RBM24 and RNMT were associated with genesis of OA

The ROC analyses revealed the predictive ability of RBM24 and RNMT to OA in the training dataset (RNMT, AUC = 0.906; RBM24, AUC = 0.889; Figure 7A), the GSE117999 dataset (RNMT, AUC = 0.840; RBM24, AUC = 0.590; Figure 7B), and the local cohort (RNMT, AUC = 0.855; RBM24, AUC = 0.736; Figure 7C). We observed that except for RBM24 in the GSE117999 cohort, the variables in these cohorts all exhibited high diagnosis values (AUC > 0.7). At the same time, the mean decrease accuracy and mean decrease Gini of RNMT were superior to those of RBM24 (Figure 7D), suggesting that RNMT was a relatively more reliable biomarker than RBM24. At last, we constructed the OA model in vitro and detected the RNA and protein levels of RNMT and RBM24. RT-qPCR and Western Blotting indicated that RNMT (P < 0.05) and RBM24 (P < 0.01) were both down-regulated in the OA model group, as shown in Figure 7E, 7F respectively. This evidence demonstrated that RBM24 and RNMT both serve as critical biomarkers for OA and are associated with OA development.

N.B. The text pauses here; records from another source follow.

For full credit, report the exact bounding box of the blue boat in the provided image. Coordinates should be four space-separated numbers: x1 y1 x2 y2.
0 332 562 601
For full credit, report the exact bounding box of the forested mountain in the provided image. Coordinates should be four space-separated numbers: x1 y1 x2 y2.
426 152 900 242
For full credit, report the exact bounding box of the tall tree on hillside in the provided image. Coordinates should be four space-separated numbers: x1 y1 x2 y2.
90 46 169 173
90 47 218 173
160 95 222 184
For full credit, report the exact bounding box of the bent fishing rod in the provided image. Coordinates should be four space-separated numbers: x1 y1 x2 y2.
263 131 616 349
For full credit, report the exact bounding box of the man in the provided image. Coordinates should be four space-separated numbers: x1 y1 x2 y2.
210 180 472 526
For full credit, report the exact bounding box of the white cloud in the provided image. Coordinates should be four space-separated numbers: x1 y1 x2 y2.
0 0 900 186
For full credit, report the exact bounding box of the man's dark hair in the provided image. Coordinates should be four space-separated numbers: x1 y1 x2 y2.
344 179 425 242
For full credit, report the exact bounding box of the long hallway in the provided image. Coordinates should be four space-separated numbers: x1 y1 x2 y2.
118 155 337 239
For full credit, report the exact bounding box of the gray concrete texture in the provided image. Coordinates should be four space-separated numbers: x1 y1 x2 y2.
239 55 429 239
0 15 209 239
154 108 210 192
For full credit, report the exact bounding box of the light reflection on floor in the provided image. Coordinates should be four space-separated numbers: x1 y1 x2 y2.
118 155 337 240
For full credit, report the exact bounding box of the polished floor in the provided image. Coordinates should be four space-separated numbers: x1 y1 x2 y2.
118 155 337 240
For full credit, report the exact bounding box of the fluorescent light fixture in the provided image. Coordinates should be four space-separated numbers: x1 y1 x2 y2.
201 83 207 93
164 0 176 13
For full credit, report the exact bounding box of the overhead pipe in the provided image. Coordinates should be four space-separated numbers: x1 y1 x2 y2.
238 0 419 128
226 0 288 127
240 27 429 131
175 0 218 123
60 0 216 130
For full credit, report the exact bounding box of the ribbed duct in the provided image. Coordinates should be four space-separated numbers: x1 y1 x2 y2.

RNMT and RBM24 were associated with genesis of OA. (A–C) The diagnosis value of RNMT and RBM24 in the training cohort (A), the GSE117999 cohort (B), and the local cohort (C). (D) The mean decrease accuracy (up) and the mean decrease Gini (bottom) of RNMT and RBM24 in the random forest model. (E, F) The qPCR experiments (E) and Western Blotting (F) displayed that RNMT and RBM24 were both down-regulated in the CHON-001 cells treated with 10 ng/mL IL-1β.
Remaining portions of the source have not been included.